Printemps 2015. Première grossesse. Les bourgeons sortent et une petite graine germe en secret dans le creux de mon ventre, semant d’abord la consternation, puis la joie 

Printemps 2016. J’ai un bébé tout neuf. Il a 3 mois, j’ai l’impression que je sors ma tête de l’eau. Le lait coule à flots, je découvre que le sommeil se fractionne et s’égare, j’aime tellement que je ne me possède plus.  

Printemps 2017. Deuxième grossesse. On voulait deux ans de différence minimum. La vie décide d’exaucer très précisément notre souhait. Beaucoup moins de consternation, plus de joie, beaucoup moins le temps de s’attarder à cette joie. Pas le temps de me flatter la bedaine, j’ai un toddler en cavale à rattraper.  

Printemps 2018. J’ai encore un bébé tout neuf. J’ai les hormones dans le tapis. Je suis une fontaine de lait qui fournit pour deux. Je dégouline d’amour.  

Printemps 2019...rien. Ben pas rien, BEAUCOUP en fait. Beaucoup de rires, beaucoup de crises, beaucoup de réveils, beaucoup de bisous collants. Mais rien dans mon ventre. Mais pu d’hormones dans le tapis. 

Mon grand parle SANS ARRÊT. Il se pratique à écrire son nom tout seul. Il choisit lui-même ses sous-vêtements. Il invente de nouveaux mots. Il ment. Il me dit « Je t’aime » sans que je l’aie dit avant. Il me raconte ses journées.  

Mon petit marche. Il grimpe partout. Il me fait des coucous et commence à baragouiner quelques mots. Il grogne et arrache les jouets des mains de son frère. Il me donne des câlins. Il essaie de mettre ses souliers. Il est de moins en moins un bébé.  

C’est le printemps. Et je réalise que la sève qui monte dans les arbres fait monter comme une petite envie dans mon cœur. Une envie de créer une vie, encore. Une envie d’une autre rencontre exceptionnellement marquante, d’une autre aventure d’une intensité presque indicible. Une envie de multiplier les bonheurs collants, une envie de voir les yeux de mes minis briller en voyant pour la toute première fois leur petit frère ou leur petite sœur. Une envie d’être une maison. Une envie de manquer de bras.  

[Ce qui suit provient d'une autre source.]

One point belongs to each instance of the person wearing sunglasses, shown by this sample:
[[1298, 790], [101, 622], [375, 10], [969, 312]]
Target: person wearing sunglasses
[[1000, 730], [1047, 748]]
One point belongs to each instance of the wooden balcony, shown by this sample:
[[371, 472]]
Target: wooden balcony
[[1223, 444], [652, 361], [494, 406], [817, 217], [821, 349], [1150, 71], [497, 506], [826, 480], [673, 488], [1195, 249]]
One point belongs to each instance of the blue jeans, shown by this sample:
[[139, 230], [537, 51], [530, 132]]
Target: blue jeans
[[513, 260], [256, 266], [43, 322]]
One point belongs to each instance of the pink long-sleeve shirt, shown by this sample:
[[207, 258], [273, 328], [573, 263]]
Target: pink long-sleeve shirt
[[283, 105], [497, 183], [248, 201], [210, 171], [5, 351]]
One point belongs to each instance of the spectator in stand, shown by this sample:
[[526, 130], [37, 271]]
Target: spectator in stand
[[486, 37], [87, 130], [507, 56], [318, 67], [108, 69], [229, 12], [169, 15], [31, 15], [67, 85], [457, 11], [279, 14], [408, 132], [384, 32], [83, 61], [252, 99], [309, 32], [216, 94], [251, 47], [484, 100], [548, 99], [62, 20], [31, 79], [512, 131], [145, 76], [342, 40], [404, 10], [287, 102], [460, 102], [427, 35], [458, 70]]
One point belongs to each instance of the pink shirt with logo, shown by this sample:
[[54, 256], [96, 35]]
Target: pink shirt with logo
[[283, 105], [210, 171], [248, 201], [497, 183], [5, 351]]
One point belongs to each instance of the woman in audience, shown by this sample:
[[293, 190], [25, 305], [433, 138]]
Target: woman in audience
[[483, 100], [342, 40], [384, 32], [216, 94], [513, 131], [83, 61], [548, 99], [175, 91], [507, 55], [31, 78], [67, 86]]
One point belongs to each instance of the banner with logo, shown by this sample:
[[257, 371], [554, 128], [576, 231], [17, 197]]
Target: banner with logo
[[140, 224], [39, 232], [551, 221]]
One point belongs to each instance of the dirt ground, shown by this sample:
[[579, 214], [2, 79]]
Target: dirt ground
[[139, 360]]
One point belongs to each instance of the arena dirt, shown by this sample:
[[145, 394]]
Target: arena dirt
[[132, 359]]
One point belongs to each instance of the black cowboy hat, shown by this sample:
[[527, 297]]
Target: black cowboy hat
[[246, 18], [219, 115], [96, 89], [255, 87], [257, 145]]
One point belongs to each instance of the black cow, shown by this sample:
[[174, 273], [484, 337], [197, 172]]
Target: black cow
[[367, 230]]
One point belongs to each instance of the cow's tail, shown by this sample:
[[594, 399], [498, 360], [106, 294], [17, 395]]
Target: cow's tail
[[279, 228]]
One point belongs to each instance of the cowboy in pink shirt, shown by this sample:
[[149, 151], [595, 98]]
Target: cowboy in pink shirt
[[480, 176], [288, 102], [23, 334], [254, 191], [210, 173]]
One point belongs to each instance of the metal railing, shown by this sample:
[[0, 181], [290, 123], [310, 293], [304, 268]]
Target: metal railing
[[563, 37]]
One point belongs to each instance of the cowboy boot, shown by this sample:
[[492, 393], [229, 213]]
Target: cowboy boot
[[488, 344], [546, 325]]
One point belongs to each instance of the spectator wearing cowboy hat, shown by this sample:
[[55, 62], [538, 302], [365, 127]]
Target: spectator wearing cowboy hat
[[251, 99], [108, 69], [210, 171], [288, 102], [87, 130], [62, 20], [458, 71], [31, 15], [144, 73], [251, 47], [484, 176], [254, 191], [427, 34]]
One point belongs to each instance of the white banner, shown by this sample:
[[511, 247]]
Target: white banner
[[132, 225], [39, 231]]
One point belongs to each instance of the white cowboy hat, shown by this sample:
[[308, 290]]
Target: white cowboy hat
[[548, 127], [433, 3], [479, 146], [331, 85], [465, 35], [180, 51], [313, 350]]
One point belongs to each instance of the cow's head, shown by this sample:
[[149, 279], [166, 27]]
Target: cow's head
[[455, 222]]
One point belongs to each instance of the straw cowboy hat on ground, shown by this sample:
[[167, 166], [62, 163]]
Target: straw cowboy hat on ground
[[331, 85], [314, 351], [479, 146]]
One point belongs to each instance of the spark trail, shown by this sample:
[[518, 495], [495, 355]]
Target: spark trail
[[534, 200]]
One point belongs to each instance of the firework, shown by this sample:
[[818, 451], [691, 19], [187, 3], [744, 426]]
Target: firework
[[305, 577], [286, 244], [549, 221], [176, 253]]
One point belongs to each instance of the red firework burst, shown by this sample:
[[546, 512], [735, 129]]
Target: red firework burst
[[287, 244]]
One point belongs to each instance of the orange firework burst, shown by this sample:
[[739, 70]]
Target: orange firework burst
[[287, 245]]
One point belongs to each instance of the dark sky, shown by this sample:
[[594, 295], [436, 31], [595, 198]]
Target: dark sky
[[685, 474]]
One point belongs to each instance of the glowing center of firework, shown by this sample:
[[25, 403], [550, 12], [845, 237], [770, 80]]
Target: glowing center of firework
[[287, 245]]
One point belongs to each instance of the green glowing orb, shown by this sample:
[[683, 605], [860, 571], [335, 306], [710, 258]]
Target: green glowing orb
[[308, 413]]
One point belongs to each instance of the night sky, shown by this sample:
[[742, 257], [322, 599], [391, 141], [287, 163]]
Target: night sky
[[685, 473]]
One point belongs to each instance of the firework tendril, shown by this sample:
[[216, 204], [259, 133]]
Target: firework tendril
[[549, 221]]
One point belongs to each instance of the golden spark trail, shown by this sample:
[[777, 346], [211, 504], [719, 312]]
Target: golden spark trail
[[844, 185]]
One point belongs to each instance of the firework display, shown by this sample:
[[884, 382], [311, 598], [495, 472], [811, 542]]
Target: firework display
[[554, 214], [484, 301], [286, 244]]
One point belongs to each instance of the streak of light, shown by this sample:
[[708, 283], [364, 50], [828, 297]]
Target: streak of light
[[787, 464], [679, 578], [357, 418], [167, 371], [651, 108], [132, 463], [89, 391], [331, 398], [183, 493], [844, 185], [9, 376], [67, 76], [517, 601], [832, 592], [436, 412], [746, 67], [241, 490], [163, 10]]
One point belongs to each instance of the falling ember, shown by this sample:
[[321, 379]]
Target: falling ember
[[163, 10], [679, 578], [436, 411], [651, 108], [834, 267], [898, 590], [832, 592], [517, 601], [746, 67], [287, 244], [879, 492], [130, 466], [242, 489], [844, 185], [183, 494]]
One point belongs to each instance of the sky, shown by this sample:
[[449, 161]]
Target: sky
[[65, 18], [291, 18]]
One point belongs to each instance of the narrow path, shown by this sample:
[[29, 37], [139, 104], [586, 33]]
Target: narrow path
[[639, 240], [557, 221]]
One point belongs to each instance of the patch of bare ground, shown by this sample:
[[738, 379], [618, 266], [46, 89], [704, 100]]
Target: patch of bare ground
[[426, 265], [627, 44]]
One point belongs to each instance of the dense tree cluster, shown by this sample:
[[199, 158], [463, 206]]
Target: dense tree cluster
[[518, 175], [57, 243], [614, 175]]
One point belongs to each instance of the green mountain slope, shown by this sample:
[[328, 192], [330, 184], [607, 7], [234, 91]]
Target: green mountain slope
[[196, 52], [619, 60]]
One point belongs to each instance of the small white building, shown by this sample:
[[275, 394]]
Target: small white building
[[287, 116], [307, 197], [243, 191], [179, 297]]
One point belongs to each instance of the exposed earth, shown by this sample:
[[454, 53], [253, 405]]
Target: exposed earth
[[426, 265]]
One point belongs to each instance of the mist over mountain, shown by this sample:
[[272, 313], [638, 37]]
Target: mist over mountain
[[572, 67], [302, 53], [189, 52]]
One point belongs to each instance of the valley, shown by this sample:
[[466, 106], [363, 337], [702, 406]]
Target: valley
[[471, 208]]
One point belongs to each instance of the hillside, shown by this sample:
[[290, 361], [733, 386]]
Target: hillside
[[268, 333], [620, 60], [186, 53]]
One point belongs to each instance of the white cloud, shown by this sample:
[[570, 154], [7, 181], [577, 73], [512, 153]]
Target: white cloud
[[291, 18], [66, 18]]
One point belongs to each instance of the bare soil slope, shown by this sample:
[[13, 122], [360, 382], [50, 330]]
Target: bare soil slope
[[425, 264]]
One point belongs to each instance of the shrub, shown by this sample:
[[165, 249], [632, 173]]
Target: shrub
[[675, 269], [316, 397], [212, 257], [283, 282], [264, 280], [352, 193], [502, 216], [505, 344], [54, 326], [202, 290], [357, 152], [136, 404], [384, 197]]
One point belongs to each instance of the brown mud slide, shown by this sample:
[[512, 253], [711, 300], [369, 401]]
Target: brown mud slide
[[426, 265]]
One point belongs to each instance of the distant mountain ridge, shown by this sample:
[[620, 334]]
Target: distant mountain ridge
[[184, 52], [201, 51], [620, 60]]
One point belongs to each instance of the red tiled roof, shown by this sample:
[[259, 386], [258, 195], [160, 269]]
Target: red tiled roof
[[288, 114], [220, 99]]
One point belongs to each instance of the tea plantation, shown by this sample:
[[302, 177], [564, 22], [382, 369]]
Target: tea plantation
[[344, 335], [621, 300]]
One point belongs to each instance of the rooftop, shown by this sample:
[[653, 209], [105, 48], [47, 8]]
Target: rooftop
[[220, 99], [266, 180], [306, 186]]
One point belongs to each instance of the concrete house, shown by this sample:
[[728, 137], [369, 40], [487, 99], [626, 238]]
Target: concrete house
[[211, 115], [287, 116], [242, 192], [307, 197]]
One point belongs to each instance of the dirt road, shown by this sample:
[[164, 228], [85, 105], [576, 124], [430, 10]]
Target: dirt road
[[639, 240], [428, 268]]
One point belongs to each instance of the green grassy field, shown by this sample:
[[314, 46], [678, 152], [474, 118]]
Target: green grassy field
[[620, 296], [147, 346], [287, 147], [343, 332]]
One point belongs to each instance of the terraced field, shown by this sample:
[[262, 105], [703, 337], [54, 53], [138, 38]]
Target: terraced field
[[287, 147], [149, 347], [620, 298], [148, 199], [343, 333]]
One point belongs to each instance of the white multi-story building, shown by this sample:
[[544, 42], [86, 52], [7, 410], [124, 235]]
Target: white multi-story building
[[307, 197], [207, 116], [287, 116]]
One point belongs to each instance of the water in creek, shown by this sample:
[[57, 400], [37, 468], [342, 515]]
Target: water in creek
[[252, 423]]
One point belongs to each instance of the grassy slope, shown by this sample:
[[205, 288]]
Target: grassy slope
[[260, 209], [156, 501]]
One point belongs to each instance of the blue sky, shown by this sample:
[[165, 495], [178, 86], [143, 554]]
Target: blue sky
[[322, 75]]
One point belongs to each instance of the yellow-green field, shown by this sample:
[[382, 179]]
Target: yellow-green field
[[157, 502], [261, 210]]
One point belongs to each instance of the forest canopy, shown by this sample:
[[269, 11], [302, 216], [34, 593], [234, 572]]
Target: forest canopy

Mais il y a ma tête. Ma tête qui sait très bien que ce n’est pas le moment d’avoir un troisième enfant. Ma tête qui pense même que ce ne sera jamais le temps d’en avoir un autre.  

Et mon corps qui en a vu de toutes les couleurs, mon corps qui aimerait recommencer à dormir un jour.  

Alors je retiens mon printemps fertile et je regarde éclore les bourgeons.  

Après 4 années un peu folles, mon été 2019 sera tranquille. Ça pince un peu, mais ça fait du bien en même temps.